Did divine beings wait in some luminous darkness, their faces carved from starlight and eternal judgment?
Jack could answer every one of these questions with a single, devastating word:
Nothingness.
This utter void wasn't just his state; it was the totality of his existence, his only reality.
It wasn't merely empty space or profound darkness; it was the absences of space itself,
the negation of the very concepts of dark or light.
'Seeing' implied light, form, and distance – concepts annihilated here.
There was no 'here,' no 'there,' only…
null.
Imagine sealing your eyes in the deepest cave at the very end of the universe, then severing the optic nerves.
There would be no phantom light dancing behind closed lids, no pressure of eyelids, no lingering sense that 'eyes' or 'seeing' had ever been possible.
Sound?
This wasn't mere silence – silence is the absence of noise within a world.
This was the absence of the concept of sound itself.
No echo of his final, venomous curse lingered; no memory of a heartbeat could be recalled.
Movement?
Utterly impossible.
He wasn't frozen in ice-cold rigidity; he existed in a state devoid of the very notions of 'frozen' or 'fluid.'
There was no body to twitch, no nerve to send a signal.

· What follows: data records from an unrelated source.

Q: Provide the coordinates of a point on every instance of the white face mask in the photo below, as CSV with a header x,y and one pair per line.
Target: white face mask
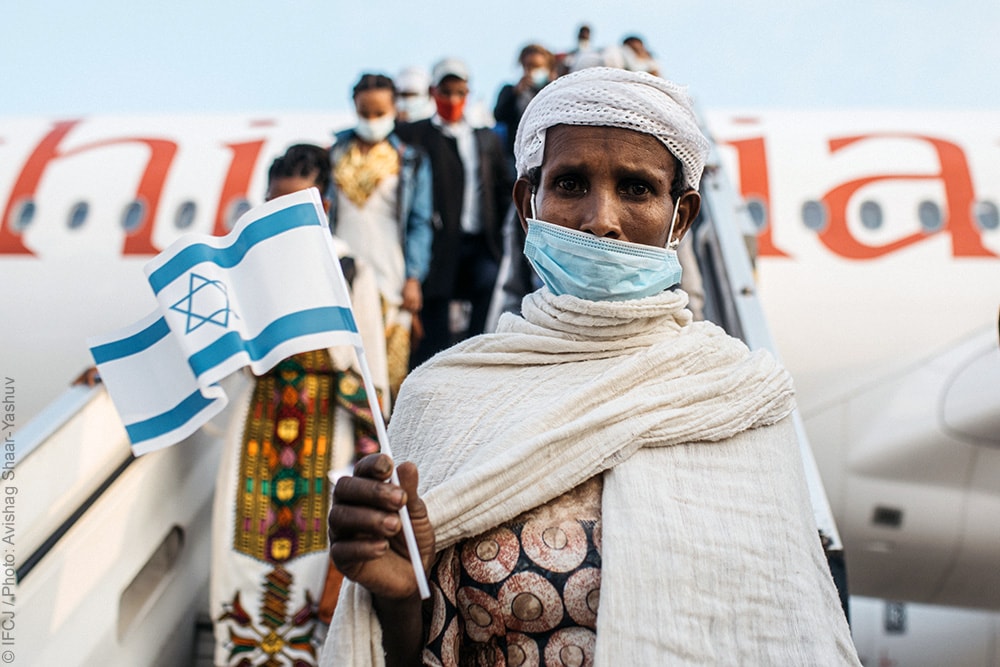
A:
x,y
374,130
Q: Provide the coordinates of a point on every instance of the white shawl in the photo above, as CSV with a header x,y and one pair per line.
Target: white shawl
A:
x,y
710,554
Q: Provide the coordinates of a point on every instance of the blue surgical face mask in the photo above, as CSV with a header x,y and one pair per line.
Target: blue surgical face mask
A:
x,y
599,269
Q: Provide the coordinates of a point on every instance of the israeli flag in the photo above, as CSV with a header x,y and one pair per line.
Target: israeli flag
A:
x,y
269,289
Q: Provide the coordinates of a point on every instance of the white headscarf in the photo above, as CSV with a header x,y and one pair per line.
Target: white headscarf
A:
x,y
610,97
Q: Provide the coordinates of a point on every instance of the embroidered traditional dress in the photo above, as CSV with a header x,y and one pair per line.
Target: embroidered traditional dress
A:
x,y
307,417
524,593
709,549
367,187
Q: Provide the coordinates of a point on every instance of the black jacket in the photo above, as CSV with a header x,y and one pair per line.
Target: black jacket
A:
x,y
449,183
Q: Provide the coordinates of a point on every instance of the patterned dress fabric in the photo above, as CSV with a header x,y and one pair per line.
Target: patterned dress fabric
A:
x,y
524,594
300,414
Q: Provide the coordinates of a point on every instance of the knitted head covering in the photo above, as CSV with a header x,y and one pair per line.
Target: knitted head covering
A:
x,y
610,97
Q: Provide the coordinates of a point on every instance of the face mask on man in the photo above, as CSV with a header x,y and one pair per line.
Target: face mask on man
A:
x,y
412,105
539,77
450,112
374,130
599,269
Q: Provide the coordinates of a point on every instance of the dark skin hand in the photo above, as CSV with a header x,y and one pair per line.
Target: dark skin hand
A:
x,y
367,545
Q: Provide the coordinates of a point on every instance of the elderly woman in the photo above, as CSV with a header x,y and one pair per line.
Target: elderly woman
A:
x,y
602,481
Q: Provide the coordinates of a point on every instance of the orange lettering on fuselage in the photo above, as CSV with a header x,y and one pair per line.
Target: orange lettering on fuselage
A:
x,y
237,179
966,239
751,156
149,190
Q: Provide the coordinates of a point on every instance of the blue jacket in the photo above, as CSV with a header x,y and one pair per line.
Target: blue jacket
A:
x,y
414,202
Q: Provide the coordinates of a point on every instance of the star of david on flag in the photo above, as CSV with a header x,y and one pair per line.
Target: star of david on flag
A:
x,y
269,289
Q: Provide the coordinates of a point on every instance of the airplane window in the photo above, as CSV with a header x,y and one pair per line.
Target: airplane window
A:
x,y
236,208
987,215
814,215
758,213
134,216
871,215
929,214
78,215
185,215
24,214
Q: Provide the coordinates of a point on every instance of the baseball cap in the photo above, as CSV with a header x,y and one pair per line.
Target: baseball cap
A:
x,y
449,67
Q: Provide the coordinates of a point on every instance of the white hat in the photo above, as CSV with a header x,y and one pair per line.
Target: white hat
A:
x,y
611,97
449,67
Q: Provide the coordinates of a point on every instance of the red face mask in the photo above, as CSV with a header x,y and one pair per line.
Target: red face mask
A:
x,y
450,111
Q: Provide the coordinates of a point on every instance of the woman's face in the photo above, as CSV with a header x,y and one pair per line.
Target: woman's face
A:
x,y
374,103
610,182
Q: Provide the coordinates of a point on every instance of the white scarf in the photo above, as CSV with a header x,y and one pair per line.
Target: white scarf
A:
x,y
696,536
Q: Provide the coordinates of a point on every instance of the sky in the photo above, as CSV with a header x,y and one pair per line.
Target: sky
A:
x,y
63,58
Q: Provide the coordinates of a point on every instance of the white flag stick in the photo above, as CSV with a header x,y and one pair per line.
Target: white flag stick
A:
x,y
383,439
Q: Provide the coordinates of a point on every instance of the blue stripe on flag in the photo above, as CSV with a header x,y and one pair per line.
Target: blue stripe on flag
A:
x,y
300,215
169,420
133,344
302,323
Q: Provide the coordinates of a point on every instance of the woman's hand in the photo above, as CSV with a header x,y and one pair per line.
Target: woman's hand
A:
x,y
366,537
413,296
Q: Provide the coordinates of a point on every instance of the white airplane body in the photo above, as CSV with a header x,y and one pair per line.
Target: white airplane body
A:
x,y
878,267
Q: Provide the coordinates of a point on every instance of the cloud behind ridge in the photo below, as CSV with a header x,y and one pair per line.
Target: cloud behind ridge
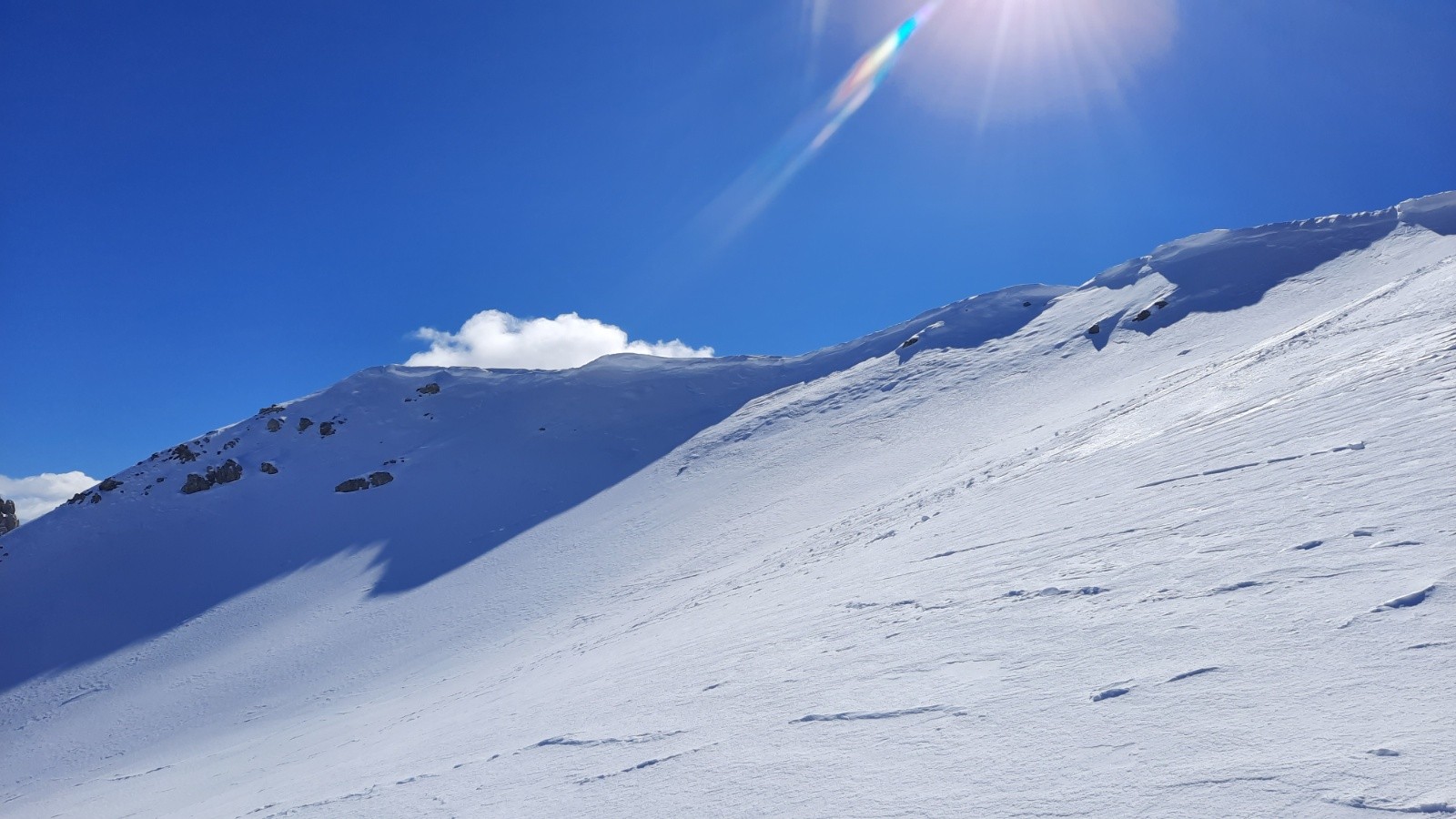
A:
x,y
494,339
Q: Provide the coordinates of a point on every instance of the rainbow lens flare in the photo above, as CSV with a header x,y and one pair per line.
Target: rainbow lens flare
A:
x,y
754,189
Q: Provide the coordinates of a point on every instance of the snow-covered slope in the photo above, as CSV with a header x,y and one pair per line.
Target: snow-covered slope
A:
x,y
1198,562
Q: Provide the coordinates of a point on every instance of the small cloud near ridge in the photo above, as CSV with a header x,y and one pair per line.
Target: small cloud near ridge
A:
x,y
36,494
494,339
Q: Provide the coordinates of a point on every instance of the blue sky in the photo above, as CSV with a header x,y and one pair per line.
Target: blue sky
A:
x,y
207,207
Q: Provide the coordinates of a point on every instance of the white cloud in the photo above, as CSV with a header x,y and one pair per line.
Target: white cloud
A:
x,y
41,493
492,339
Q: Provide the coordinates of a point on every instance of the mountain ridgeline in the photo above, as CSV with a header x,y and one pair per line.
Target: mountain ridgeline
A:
x,y
1187,525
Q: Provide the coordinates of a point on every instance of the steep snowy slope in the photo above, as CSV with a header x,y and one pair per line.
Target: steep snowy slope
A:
x,y
1198,562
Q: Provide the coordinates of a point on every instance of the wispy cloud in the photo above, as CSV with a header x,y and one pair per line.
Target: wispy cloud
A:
x,y
492,339
41,493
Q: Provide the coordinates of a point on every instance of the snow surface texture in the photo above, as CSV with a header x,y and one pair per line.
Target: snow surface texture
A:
x,y
1198,562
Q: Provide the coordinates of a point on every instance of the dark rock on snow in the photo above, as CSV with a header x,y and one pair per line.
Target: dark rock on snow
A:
x,y
351,486
7,519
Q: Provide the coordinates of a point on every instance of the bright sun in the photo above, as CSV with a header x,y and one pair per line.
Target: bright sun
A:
x,y
1016,58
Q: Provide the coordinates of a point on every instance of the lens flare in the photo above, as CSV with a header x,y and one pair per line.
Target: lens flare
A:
x,y
754,189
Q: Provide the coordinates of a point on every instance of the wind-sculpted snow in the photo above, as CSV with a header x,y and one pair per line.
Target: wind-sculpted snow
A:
x,y
1193,564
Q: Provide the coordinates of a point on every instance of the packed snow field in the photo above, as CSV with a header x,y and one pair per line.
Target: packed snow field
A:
x,y
987,562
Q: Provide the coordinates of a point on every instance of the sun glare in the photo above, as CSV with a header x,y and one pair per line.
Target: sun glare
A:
x,y
997,60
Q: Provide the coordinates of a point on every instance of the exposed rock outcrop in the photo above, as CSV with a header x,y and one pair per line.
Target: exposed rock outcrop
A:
x,y
356,484
7,519
184,453
226,474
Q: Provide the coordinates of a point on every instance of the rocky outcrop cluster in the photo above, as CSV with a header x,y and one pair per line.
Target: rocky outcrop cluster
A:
x,y
356,484
226,474
7,519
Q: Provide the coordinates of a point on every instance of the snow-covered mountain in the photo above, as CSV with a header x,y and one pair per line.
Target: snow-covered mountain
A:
x,y
1176,542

'Suspended' implied a position relative to something else – 'above' or 'below' – but direction was a forgotten lie here.
The image of an astronaut adrift in space felt tragically inadequate, even kind.
Space possessed stars, unfathomable distances, the terrible beauty of galaxies curving through the void.
This… this was the primordial canvas before the first atom sparked into existence.
It was the potential for drift, for existence itself, utterly unmade.
And yet, within this perfect, consuming nullity, one thing burned with terrifying persistence.
An image.
Carved not by light, but by the raw, bleeding chisel of agonizing memory: His father's face.
Not a face touched by love or kindness, but the cold visage of the cultist.
Eyes perpetually empty of warmth, brimming instead with that distant, fanatical hunger.
The mouth that had preached damnation as salvation.
The first architect of his entire cursed life.
This face hung in the void – not a vision granted, but a scar seared onto his consciousness.
It was the only thing that persisted, the core of his 'nothing,' the final, inescapable truth of Jack.
He found he didn't care about the void's infinite vastness, its chilling perfection, or its absolute indifference.
All that mattered, all that truly existed in this non-place, was that face.
And from its hollow eyes echoed a silent, crushing weight of a single, unanswerable question:
Why?
Parents often play a cruel game with their children:
Who do you love more, your mother or your father?
For Jack, the question would have been twisted into something darker:
Who do you hate more?
His answer would have come without hesitation, carved into his very bones – his father.
The apocalypse, despite being humanity's gravest catastrophe, had granted Jack his only reprieve:
freedom from his parents.
From the moment the world began to unravel, he hadn't spared a second searching for them.
He didn't care about their fate;
he actively prayed they'd been torn apart by the infected,
their fanatic blood soaking the cursed earth.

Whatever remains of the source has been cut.